With special permission from the director and taking advantage of a technical stop to install a new instrument, we are able to visit the interferometry instrumentation room and tunnel under the platform – a privilege granted to few. The final instrument that collects and analyses all of the light coming from the VLT telescopes, after more than 25 different reflections, is kept like a jewel in a glass box in the instrumentation room. Nobody can normally get this close to it, because even the turbulence generated by a human presence can disturb its high-precision work. Following the path of the light, we enter the interferometry tunnel. The dominant blue paint of the metal rails and the size of the tunnel trigger once again an inevitable sense of déjà vu. Three horizontal telescopes travel seamlessly on two sets of four 60 m-long rails – the “delay lines” where the different arrival times of photons on each of the telescopes is compensated for with ultra precision. These jewels of technology move continuously along the rails without electric contact, thanks to linear engines with coils interacting directly with the magnets in the engine; no cable is connected to the telescopes on the rails because the signals are transmitted by laser, and electricity is conveyed by the rails themselves to enable precision and smooth movement. The system is so precise that it can detect and automatically adapt to earthquakes, and measure the vibrations provoked in the mountain by the waves of the Pacific Ocean 12 km away. Nowhere else has interferometry reached such complexity and been pushed so far.

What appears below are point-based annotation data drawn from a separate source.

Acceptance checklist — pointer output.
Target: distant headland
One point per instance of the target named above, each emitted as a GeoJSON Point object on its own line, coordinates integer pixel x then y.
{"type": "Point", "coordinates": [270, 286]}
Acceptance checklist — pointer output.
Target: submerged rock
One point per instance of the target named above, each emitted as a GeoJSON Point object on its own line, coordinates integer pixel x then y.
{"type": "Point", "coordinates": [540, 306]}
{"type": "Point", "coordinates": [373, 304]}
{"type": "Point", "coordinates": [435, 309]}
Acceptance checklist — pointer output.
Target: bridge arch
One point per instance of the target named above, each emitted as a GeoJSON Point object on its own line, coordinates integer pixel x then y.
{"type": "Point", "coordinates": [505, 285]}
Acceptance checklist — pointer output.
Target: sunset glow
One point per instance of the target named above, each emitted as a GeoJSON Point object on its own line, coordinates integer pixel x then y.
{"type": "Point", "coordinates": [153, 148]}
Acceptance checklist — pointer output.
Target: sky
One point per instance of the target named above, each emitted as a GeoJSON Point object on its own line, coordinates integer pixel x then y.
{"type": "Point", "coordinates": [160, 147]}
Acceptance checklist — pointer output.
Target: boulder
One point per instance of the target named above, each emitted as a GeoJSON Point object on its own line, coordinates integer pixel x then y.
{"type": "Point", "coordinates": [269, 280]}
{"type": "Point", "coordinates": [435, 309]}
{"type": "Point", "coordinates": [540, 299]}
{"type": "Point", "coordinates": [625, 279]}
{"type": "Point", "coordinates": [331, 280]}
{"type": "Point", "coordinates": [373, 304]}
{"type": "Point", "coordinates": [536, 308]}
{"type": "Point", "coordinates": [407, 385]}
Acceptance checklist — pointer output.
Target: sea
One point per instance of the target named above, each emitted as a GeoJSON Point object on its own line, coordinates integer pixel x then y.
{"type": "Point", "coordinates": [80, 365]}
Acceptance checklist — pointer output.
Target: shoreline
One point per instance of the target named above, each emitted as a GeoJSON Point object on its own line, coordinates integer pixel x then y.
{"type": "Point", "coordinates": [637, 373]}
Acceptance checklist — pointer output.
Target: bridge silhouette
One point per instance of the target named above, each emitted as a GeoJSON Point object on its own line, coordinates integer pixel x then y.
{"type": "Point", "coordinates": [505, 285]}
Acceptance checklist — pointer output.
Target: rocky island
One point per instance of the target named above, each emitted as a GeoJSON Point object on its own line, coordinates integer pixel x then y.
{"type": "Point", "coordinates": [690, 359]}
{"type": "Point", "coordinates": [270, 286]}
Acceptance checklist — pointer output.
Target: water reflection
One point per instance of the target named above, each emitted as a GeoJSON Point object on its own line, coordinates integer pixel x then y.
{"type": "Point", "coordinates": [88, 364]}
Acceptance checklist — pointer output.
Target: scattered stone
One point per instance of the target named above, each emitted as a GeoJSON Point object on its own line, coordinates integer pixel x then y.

Delivering science at a high rate

The resolution obtained by the Very Large Telescope Interferometer (VLTI – the name given to the telescopes when they function in this mode) is equivalent to the resolution of a 100 m-diameter mirror. Moreover, the Auxiliary Telescopes are mounted on tracks, and can move over the entire telescope platform, enabling the VLTI to obtain an even better final resolution. The combined images of the 4+4 telescopes allow the same light collection capacity as a much larger individual mirror, therefore making the VLT the largest optical instrument in the world.

Up to 15% of refereed science papers based on ESO data are authored by researchers not involved in the original data generation

Another revolution introduced by the VLT has to do with e-science. The amount of data generated by the new high-capacity VLT science instruments drove the development of end-to-end models in astronomy, introducing electronic proposal submission and service observing with processed and raw science and engineering data fed back to everyone involved. The expansion of the data links in Latin America enabled the use of high-speed internet connections spanning continents, and ESO has been able to link its observatories to the data grid. “ESO practises an open-access policy (with regulated, but limited propriety rights for science proposers) and holds public-survey data as well. Indeed, it functions as a virtual observatory on its own,” says Claus Madsen, senior counsellor for international relationships at ESO. Currently, up to 15% of refereed science papers based on ESO data are authored by researchers not involved in the original data generation (e.g. as proposers), and an additional 10% of the papers are partly based on archival data. Thanks also to this open-access policy, the VLT has become the most productive ground-based facility for astronomy operating at visible wavelengths, with only the Hubble Space Telescope generating more scientific papers.